Transactional Email Operations

Transactional email is for messages a person needs because of an action, request, or account state: password resets, receipts, login codes, account notices, and order confirmations.

Do not use transactional sends for newsletters, product updates, lifecycle campaigns, or winback messages. Use broadcasts, sequences, workflows, and consent-aware marketing paths for those.

What Counts As Transactional

Good transactional candidates:

Password reset and magic login links.
Email verification.
Receipts and invoices.
Order confirmations and shipping updates.
Security alerts.
Required account or policy notices.

Marketing candidates:

Product updates.
Promotional offers.
Educational sequences.
Re-engagement campaigns.
Newsletters.

Read Marketing vs Transactional when the boundary is unclear.

Before You Send

Complete these steps before production traffic:

Set up sender authentication in Bento.
Verify the from address is an author in your account.
Store API keys server-side.
Add rate limits to user-triggered actions such as password resets, login links, invites, and form submissions.
Send test emails to real inboxes and check rendering.
Confirm your app cannot send duplicate emails on retries.

Send Paths

Use one of these paths:

Path	Best for	Docs
SDK transactional method	Most app integrations.	SDKs
Emails API	Direct HTTP integrations.	Emails API
CLI	Scripts and operational sends.	Bento CLI
Workflow transactional email	Confirmation emails and product flows inside Bento.	Workflows

The Emails API queues requests quickly, then sends them through Bento's priority pipeline.

Templates And Personalization

Keep transactional templates stable and boring in the best way:

Use clear subjects.
Include both the reason for the email and the action the user requested.
Keep links on your authenticated domain where possible.
Use minimal personalization.
Avoid user-controlled HTML in names, company fields, or custom fields.

User-controlled personalization can become an injection vector. For security-sensitive emails, avoid dynamic content unless you sanitize it in your own app first.

Unsubscribes And Suppressions

Transactional messages can be sent even when a subscriber has unsubscribed from marketing if the email is truly required.

Rules of thumb:

Use transactional sends only for necessary account or purchase communication.
Do not use transactional flags to bypass marketing consent.
Respect hard bounces, complaints, and blocked addresses.
Do not delete unsubscribers just to recreate them later.

For broader contact rules, read Contacts And Consent.

Status And Bounces

When a transactional email does not arrive:

Check the recipient profile activity.
Confirm the sender domain is authenticated.
Check bounces and suppressions.
Search for content or link warnings.
Check whether your app sent duplicate or malformed requests.

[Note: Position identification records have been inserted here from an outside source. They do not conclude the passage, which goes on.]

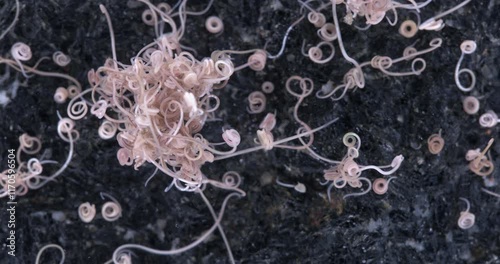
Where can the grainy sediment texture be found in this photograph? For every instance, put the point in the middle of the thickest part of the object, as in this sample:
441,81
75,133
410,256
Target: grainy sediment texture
415,222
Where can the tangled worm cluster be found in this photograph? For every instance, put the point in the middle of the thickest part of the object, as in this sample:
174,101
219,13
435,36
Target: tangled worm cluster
158,104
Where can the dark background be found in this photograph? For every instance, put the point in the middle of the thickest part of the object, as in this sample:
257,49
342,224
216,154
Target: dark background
415,222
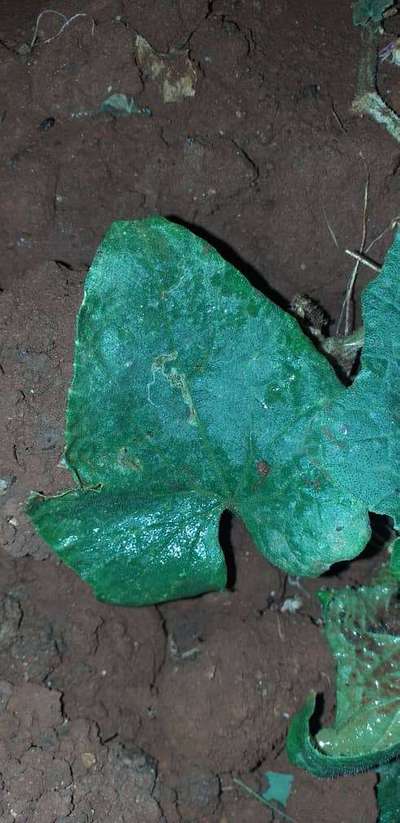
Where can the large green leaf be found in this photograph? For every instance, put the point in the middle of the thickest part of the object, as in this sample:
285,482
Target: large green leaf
362,627
192,393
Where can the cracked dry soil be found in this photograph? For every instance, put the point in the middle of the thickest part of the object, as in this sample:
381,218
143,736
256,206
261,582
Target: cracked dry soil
146,715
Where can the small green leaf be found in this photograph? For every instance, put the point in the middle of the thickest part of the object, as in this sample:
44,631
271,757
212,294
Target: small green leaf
388,793
362,629
192,393
370,12
279,787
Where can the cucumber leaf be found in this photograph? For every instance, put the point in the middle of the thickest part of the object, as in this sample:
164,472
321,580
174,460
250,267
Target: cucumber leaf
362,627
192,393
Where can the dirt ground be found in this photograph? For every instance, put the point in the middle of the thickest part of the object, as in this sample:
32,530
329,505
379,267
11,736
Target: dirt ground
112,714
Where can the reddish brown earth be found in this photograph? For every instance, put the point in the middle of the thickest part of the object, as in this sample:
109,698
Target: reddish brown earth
146,715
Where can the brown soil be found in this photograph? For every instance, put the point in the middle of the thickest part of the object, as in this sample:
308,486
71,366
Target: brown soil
146,715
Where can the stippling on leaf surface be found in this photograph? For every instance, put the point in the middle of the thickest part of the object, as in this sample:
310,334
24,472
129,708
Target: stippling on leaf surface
362,627
192,393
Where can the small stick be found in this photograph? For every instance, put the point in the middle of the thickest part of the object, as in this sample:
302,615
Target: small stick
67,21
261,799
346,306
362,259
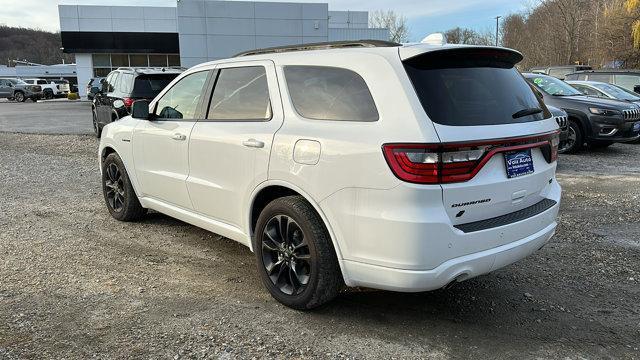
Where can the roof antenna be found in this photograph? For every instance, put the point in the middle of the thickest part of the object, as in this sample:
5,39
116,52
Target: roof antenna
434,39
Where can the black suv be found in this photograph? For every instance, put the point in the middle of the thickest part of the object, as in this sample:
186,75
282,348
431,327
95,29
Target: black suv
628,79
594,121
114,98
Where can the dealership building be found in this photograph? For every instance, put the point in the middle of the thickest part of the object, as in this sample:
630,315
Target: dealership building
104,38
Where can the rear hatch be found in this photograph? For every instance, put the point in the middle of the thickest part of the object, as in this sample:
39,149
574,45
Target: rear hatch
496,135
148,86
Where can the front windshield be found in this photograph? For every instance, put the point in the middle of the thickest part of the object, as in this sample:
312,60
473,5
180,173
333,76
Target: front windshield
553,86
17,82
617,92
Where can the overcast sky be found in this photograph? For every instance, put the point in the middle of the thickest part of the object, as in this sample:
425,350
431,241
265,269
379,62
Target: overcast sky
425,16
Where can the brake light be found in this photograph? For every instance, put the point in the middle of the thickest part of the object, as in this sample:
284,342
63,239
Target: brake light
128,102
458,162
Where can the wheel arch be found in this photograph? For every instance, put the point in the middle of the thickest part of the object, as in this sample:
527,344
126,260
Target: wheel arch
267,192
109,149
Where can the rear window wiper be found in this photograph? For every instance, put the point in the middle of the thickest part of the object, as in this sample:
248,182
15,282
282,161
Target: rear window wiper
527,112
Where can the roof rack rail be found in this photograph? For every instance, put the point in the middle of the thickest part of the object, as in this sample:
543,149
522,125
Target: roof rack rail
320,46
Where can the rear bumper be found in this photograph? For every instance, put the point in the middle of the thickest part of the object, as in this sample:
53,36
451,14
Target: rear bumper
458,269
402,239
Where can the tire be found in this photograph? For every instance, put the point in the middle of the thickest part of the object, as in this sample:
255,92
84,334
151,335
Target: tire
600,144
19,96
96,127
119,196
305,274
575,139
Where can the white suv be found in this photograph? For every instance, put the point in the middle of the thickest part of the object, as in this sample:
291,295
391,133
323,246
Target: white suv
367,164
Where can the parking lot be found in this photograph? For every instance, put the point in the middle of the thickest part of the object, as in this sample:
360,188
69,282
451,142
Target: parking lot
75,283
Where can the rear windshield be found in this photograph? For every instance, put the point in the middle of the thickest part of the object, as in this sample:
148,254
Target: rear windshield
148,86
471,87
617,92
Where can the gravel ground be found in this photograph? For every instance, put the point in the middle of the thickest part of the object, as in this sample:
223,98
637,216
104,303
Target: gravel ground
74,283
59,116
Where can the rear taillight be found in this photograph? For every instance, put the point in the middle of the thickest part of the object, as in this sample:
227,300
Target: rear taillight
458,162
128,102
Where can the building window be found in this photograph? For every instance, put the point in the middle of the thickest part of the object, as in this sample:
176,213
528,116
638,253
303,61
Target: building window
103,64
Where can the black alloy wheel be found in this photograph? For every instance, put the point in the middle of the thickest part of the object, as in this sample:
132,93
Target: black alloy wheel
114,185
285,255
294,254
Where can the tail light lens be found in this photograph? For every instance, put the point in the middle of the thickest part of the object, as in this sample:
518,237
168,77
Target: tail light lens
128,102
458,162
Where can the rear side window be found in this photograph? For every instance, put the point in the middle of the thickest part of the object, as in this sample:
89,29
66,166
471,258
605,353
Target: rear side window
329,93
466,88
241,94
181,101
149,86
126,83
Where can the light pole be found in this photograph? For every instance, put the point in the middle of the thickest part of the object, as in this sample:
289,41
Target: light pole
497,27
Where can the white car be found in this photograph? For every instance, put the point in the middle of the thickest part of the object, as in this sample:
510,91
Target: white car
372,164
51,88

Use Bounces, Sending Limits, and Troubleshooting for deeper diagnosis.

Unsupported Patterns

Avoid these patterns:

File attachments through the Emails API. Link to files instead.
URL shorteners.
Sending from unapproved or unauthenticated addresses.
Client-side API calls with secret keys.
Large fan-out sends from user-facing requests.
Reusing transactional sends for promotional campaigns.

Abuse Controls

Protect every app endpoint that can trigger an email:

Add per-user and per-IP rate limits.
Add CAPTCHA, bot checks, or honeypots to public forms.
Queue sends so traffic spikes do not create email spikes.
Do not include attacker-controlled values in the subject.
Log request source, user ID, and message type.

Launch Checklist

Emails API or SDK send works in staging.
Sender authentication is valid.
from address is an author.
User-facing trigger is rate limited.
Retries cannot create duplicate emails.
Bounces and complaints have an owner.
Support knows where to inspect a failed transactional send.